Next Mac OS: Learning from iPhone?

ByABC News
February 6, 2009, 2:08 PM

— -- Some of the clever and unique functions of the iPhone -- such as being location-aware and supporting multitouch -- may make their way to Snow Leopard, the next version of Apple's OS X. The new OS will reportedly take a page out of the iPhone SDK and support the Core Location service on Macs. Also, multitouch capabilities will be accessible to third-party developers, according to Apple Insider.

Since Macs are not 3G capable -- not yet, anyway -- Core Location on Apple's computer line would use latitude and longitude coordinates instead of GPS to display a device's location. But does Core Location for Mac mean a Core Location Blacklist like the one on the iPhone is coming to the desktop? The "clbl" was discovered shortly after the launch of the iPhone 3G; its discovery prompted some to wonder if this was in fact the rumored ‘kill switch' that could remotely disable iPhone applications. I'm not an engineer, but it seems to me that while a MacBook kill switch would be harder to pull off than on the iPhone, it wouldn't be impossible.
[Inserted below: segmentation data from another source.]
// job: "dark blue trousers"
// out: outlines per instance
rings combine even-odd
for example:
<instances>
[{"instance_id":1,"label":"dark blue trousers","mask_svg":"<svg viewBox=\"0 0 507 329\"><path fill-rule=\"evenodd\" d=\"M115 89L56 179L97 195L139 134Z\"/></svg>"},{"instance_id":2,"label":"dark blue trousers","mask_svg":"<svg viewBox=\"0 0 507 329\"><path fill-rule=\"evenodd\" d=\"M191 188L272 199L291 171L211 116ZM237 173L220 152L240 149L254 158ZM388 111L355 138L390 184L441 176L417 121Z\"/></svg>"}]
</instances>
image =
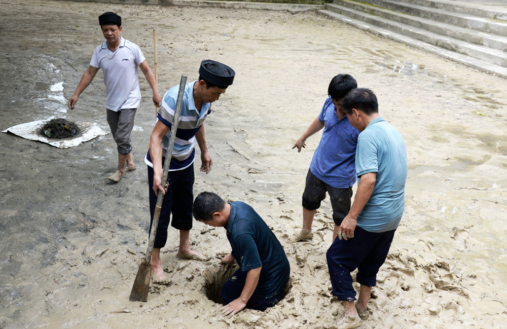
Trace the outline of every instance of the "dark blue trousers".
<instances>
[{"instance_id":1,"label":"dark blue trousers","mask_svg":"<svg viewBox=\"0 0 507 329\"><path fill-rule=\"evenodd\" d=\"M287 280L288 281L288 280ZM246 281L246 272L239 269L234 272L229 280L222 286L222 295L225 305L239 298ZM254 294L246 303L246 308L259 311L265 311L268 307L272 307L283 298L283 290L274 296L266 298L259 294L256 289Z\"/></svg>"},{"instance_id":2,"label":"dark blue trousers","mask_svg":"<svg viewBox=\"0 0 507 329\"><path fill-rule=\"evenodd\" d=\"M340 301L355 301L350 272L358 269L356 276L360 284L373 287L377 273L385 261L396 230L377 233L356 227L354 237L347 240L335 239L326 258L333 294Z\"/></svg>"},{"instance_id":3,"label":"dark blue trousers","mask_svg":"<svg viewBox=\"0 0 507 329\"><path fill-rule=\"evenodd\" d=\"M162 158L162 166L165 158ZM188 231L192 227L192 207L194 203L194 165L183 170L169 171L169 187L162 199L162 209L154 248L162 248L167 241L167 229L171 226L176 230ZM153 191L153 168L148 166L148 189L150 190L150 232L152 231L153 214L157 204L157 196ZM172 221L170 221L171 213Z\"/></svg>"}]
</instances>

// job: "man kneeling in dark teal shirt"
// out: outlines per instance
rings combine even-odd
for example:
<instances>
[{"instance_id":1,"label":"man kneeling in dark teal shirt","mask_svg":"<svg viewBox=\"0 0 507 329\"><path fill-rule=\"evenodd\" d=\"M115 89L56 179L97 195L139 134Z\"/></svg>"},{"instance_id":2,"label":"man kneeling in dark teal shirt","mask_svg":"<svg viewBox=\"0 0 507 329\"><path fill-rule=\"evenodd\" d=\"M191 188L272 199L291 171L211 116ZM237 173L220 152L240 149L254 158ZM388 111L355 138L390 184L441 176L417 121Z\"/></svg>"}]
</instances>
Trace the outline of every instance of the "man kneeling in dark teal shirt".
<instances>
[{"instance_id":1,"label":"man kneeling in dark teal shirt","mask_svg":"<svg viewBox=\"0 0 507 329\"><path fill-rule=\"evenodd\" d=\"M225 228L232 251L222 260L239 269L222 287L224 315L245 307L264 311L283 297L291 268L283 247L261 216L244 202L226 203L214 193L202 192L194 202L194 217Z\"/></svg>"}]
</instances>

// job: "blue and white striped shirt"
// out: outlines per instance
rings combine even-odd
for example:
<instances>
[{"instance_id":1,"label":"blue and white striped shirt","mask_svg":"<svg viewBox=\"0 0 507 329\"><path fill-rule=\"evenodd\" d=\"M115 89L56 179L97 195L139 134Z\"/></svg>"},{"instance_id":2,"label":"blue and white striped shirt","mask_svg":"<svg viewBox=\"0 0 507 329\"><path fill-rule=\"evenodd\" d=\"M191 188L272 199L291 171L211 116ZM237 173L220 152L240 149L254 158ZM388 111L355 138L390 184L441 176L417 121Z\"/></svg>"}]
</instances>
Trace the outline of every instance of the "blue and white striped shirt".
<instances>
[{"instance_id":1,"label":"blue and white striped shirt","mask_svg":"<svg viewBox=\"0 0 507 329\"><path fill-rule=\"evenodd\" d=\"M179 115L178 129L176 131L174 146L172 150L172 157L169 169L170 171L184 169L194 162L195 158L195 134L201 128L206 117L211 112L210 103L203 102L200 113L195 107L193 91L194 85L197 81L197 80L195 80L185 86L183 102L182 103L182 112ZM175 86L167 91L164 95L157 116L157 122L160 120L169 128L172 125L179 91L179 85ZM165 156L170 134L171 131L169 130L162 139L163 157ZM144 158L144 162L150 167L153 167L149 150Z\"/></svg>"}]
</instances>

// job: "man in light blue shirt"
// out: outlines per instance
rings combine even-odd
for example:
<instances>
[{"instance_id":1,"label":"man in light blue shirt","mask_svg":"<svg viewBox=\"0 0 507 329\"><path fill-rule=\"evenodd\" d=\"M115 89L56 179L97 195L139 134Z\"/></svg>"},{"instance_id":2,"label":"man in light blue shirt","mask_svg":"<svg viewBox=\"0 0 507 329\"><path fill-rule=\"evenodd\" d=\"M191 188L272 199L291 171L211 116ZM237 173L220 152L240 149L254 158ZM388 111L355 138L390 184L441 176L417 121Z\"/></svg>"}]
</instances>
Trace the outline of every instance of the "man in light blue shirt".
<instances>
[{"instance_id":1,"label":"man in light blue shirt","mask_svg":"<svg viewBox=\"0 0 507 329\"><path fill-rule=\"evenodd\" d=\"M352 90L342 106L350 124L360 132L355 158L359 182L354 203L338 229L338 239L326 256L333 294L345 308L338 326L355 328L369 314L372 287L403 214L407 153L400 132L379 115L371 90ZM361 286L354 305L350 272L356 268Z\"/></svg>"}]
</instances>

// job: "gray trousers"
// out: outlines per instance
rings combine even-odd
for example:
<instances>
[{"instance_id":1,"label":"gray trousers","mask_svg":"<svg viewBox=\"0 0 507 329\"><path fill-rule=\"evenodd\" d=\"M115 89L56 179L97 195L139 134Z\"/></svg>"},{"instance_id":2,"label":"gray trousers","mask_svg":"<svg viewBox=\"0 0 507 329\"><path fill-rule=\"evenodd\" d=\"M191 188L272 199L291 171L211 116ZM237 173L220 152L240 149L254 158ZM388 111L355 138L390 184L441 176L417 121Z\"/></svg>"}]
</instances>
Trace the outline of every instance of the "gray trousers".
<instances>
[{"instance_id":1,"label":"gray trousers","mask_svg":"<svg viewBox=\"0 0 507 329\"><path fill-rule=\"evenodd\" d=\"M126 155L132 151L130 132L134 127L136 108L122 108L118 112L106 109L107 123L113 138L118 145L118 153Z\"/></svg>"}]
</instances>

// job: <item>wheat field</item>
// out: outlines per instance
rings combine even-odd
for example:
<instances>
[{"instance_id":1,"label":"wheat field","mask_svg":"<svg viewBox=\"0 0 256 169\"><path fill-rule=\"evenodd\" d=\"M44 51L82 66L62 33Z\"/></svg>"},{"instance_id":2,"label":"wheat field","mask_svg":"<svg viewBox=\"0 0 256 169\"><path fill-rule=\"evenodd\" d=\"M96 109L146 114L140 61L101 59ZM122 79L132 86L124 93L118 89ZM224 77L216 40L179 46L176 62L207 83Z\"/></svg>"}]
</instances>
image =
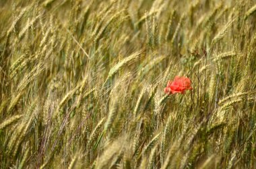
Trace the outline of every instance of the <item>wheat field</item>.
<instances>
[{"instance_id":1,"label":"wheat field","mask_svg":"<svg viewBox=\"0 0 256 169\"><path fill-rule=\"evenodd\" d=\"M255 0L1 0L0 82L0 168L256 168Z\"/></svg>"}]
</instances>

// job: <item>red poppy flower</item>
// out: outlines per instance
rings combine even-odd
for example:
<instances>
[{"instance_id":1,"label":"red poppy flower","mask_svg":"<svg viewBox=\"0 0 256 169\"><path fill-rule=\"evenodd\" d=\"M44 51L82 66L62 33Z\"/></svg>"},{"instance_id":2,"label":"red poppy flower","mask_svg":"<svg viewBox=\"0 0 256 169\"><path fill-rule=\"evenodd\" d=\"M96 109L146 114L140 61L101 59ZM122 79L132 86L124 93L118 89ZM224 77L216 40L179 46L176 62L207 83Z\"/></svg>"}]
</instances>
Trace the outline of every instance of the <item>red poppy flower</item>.
<instances>
[{"instance_id":1,"label":"red poppy flower","mask_svg":"<svg viewBox=\"0 0 256 169\"><path fill-rule=\"evenodd\" d=\"M164 88L164 92L167 94L184 94L187 90L192 90L191 81L189 78L176 76L173 81L168 81L167 86Z\"/></svg>"}]
</instances>

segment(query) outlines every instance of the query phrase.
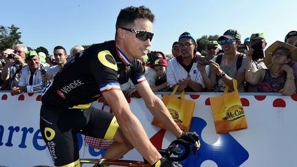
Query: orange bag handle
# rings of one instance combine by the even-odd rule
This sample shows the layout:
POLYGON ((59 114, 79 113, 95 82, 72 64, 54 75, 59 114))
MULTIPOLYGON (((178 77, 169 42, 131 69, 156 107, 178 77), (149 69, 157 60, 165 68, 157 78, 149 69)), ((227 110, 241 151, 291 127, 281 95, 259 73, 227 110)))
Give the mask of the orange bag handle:
MULTIPOLYGON (((173 92, 170 94, 171 97, 173 97, 173 96, 175 94, 176 91, 177 91, 177 88, 178 88, 179 85, 177 85, 175 87, 175 89, 173 89, 173 92)), ((183 90, 182 91, 182 97, 181 99, 184 99, 184 90, 183 90)))
MULTIPOLYGON (((233 82, 233 90, 234 91, 238 91, 238 89, 237 89, 237 80, 232 79, 232 82, 233 82)), ((225 87, 224 94, 227 93, 228 91, 228 90, 229 90, 229 87, 228 85, 226 85, 225 87)))

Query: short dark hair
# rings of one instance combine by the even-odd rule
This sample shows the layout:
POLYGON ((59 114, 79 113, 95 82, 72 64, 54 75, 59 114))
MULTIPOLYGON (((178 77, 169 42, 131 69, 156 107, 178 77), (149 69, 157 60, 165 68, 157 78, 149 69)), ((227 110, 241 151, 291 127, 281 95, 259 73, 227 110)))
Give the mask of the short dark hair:
POLYGON ((64 47, 58 45, 54 48, 54 51, 56 49, 63 49, 65 55, 67 55, 67 52, 64 47))
POLYGON ((126 27, 127 25, 133 24, 134 21, 138 19, 144 19, 153 23, 155 15, 150 9, 144 5, 127 7, 120 10, 116 23, 116 30, 118 30, 119 27, 126 27))

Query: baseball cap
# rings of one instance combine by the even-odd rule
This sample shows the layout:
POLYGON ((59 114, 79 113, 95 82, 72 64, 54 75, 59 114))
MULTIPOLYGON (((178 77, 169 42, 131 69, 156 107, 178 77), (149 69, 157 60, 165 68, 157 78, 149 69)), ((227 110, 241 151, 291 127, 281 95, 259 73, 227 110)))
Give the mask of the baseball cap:
POLYGON ((35 50, 28 51, 25 53, 25 60, 30 60, 36 56, 38 56, 38 54, 35 50))
POLYGON ((219 45, 219 43, 217 41, 208 41, 206 45, 219 45))
POLYGON ((287 39, 291 36, 297 36, 297 31, 290 31, 285 37, 285 43, 287 42, 287 39))
POLYGON ((236 30, 229 29, 223 35, 221 36, 219 38, 219 41, 223 40, 223 38, 227 38, 228 39, 241 39, 241 35, 236 30))
POLYGON ((162 58, 157 58, 153 63, 153 67, 155 67, 156 65, 163 65, 167 67, 167 61, 166 60, 162 58))
POLYGON ((194 37, 194 36, 192 36, 192 35, 191 35, 190 33, 188 33, 188 32, 184 32, 183 34, 182 34, 180 36, 179 36, 179 39, 181 39, 181 38, 191 38, 193 41, 194 41, 194 43, 196 44, 196 39, 195 39, 195 38, 194 37))
POLYGON ((251 35, 250 39, 265 39, 264 33, 255 33, 251 35))

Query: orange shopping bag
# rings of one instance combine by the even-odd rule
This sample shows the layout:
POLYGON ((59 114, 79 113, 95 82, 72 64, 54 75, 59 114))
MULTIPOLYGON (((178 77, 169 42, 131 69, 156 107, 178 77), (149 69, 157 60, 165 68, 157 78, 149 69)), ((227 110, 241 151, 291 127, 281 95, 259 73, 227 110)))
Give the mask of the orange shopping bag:
POLYGON ((233 79, 234 91, 229 87, 219 96, 210 98, 214 126, 217 133, 223 133, 248 128, 245 115, 237 90, 237 80, 233 79))
MULTIPOLYGON (((175 97, 174 95, 177 88, 178 85, 175 87, 170 95, 163 95, 162 101, 179 128, 182 131, 188 132, 192 121, 195 102, 193 100, 184 98, 184 91, 182 92, 180 99, 175 97)), ((162 129, 166 129, 165 126, 155 118, 154 118, 152 124, 162 129)))

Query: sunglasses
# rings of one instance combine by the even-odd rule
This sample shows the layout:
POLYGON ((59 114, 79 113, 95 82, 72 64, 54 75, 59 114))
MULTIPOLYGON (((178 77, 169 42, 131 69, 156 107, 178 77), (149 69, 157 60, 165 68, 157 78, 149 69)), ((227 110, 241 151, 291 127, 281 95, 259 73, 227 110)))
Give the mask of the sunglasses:
POLYGON ((219 41, 219 44, 221 45, 224 45, 226 43, 228 43, 228 44, 232 44, 233 43, 233 42, 235 41, 232 39, 224 39, 224 40, 221 40, 221 41, 219 41))
POLYGON ((207 48, 208 48, 208 50, 211 50, 211 49, 215 50, 217 49, 217 46, 208 46, 207 48))
POLYGON ((179 47, 188 47, 189 46, 190 46, 190 45, 192 45, 193 44, 195 44, 195 43, 179 43, 177 45, 178 45, 178 46, 179 47))
POLYGON ((142 41, 146 41, 148 39, 149 39, 150 41, 151 41, 153 39, 153 34, 151 32, 144 31, 144 30, 138 30, 134 29, 125 28, 122 27, 120 27, 126 31, 135 33, 136 38, 140 39, 142 41))

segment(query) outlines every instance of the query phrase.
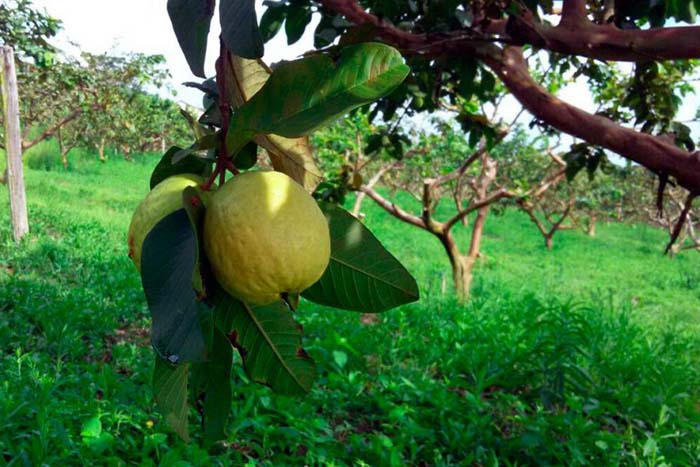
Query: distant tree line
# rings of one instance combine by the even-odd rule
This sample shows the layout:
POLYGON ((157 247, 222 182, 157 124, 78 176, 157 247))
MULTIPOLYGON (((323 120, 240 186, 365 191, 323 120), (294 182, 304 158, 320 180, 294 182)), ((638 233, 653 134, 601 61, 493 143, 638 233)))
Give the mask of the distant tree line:
POLYGON ((111 147, 129 159, 187 140, 178 104, 156 94, 169 77, 162 56, 71 56, 51 43, 61 28, 29 0, 0 4, 0 45, 16 57, 24 150, 54 138, 67 166, 76 147, 94 148, 101 160, 111 147))

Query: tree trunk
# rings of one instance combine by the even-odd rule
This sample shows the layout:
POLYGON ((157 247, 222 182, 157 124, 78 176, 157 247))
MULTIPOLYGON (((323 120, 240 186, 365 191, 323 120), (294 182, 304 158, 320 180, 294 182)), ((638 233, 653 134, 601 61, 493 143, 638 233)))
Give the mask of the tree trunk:
POLYGON ((107 158, 105 157, 105 139, 100 139, 100 145, 97 147, 97 152, 100 154, 100 162, 105 162, 107 158))
POLYGON ((548 250, 552 249, 552 238, 553 237, 554 237, 554 232, 544 236, 544 246, 546 246, 548 250))
POLYGON ((475 257, 463 255, 450 231, 438 235, 440 242, 445 247, 447 257, 452 266, 452 281, 455 287, 457 299, 466 302, 469 298, 469 289, 472 284, 472 269, 474 268, 475 257))
POLYGON ((358 219, 362 219, 360 214, 360 209, 362 209, 362 201, 364 201, 367 194, 364 191, 355 192, 355 204, 352 205, 352 215, 358 219))
POLYGON ((595 214, 591 214, 591 217, 588 218, 588 236, 589 237, 595 237, 595 223, 597 221, 597 216, 595 214))
POLYGON ((29 218, 27 216, 27 195, 24 189, 17 74, 15 73, 15 59, 11 47, 0 47, 0 85, 3 120, 5 121, 10 219, 14 239, 19 242, 29 232, 29 218))

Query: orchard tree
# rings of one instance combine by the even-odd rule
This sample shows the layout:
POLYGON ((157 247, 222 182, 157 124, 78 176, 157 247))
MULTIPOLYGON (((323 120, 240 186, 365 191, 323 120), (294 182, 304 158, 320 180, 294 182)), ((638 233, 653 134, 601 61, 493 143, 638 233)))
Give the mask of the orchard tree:
POLYGON ((265 38, 284 24, 288 41, 295 42, 313 14, 320 14, 317 49, 366 40, 398 48, 412 72, 376 107, 385 117, 399 109, 432 111, 456 95, 489 101, 499 79, 543 131, 558 130, 615 152, 655 173, 662 184, 675 180, 688 192, 685 203, 698 194, 700 157, 688 144, 686 128, 672 120, 673 113, 659 119, 653 109, 673 109, 689 91, 669 83, 684 80, 700 57, 700 28, 677 25, 696 19, 697 1, 280 0, 267 5, 261 20, 265 38), (633 63, 628 81, 633 86, 607 95, 596 114, 586 112, 540 84, 526 50, 538 51, 550 74, 585 78, 593 90, 611 83, 620 71, 616 62, 633 63), (629 115, 616 110, 631 111, 632 125, 629 115))

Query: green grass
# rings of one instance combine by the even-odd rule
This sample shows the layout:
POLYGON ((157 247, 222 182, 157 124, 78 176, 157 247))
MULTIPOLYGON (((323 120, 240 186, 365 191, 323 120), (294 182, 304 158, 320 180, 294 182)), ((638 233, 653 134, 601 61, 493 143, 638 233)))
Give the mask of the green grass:
POLYGON ((69 171, 28 162, 32 232, 20 246, 0 198, 0 462, 700 461, 700 257, 662 257, 663 232, 616 224, 595 238, 563 232, 548 252, 507 212, 490 219, 472 299, 459 305, 441 292, 439 243, 369 203, 368 226, 422 300, 376 322, 303 303, 319 373, 308 397, 276 396, 236 366, 228 443, 185 444, 152 401, 149 315, 126 256, 156 159, 76 159, 69 171))

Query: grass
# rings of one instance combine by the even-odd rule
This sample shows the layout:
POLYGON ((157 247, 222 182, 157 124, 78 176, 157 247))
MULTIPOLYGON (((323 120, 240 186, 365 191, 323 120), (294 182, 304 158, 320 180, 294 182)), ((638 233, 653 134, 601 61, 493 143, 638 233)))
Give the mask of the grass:
POLYGON ((507 212, 490 219, 473 297, 459 305, 441 291, 439 243, 369 203, 368 226, 422 300, 376 319, 302 304, 319 373, 308 397, 276 396, 236 366, 228 443, 179 441, 151 399, 149 315, 126 256, 155 162, 100 164, 87 152, 69 171, 28 162, 32 232, 20 246, 0 198, 2 462, 700 461, 699 257, 664 258, 663 232, 617 224, 595 238, 564 232, 547 252, 507 212))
In addition to Core Location, Snow Leopard developers will reportedly be able to take advantage of the MacBook's multitouch capabilities. Apple has been big on multitouch ever since it released the iPhone, and is currently trying to trademark the term. All of the latest models of Apple's laptop line support multitouch functionality, as do the MacBook Pros of the previous generation. If you're like me, however, and have an older 13-inch MacBook with a casing that can never stay clean and a top cover that has popped off and chipped so many times that you spend more time at the Genius Bar than you do at your desk . . . well, you're out of luck when it comes to multitouch.

Snow Leopard was officially announced during Apple's 2008 Worldwide Developers Conference in San Francisco. Apple CEO Steve Jobs has said the new OS will focus primarily on performance and security.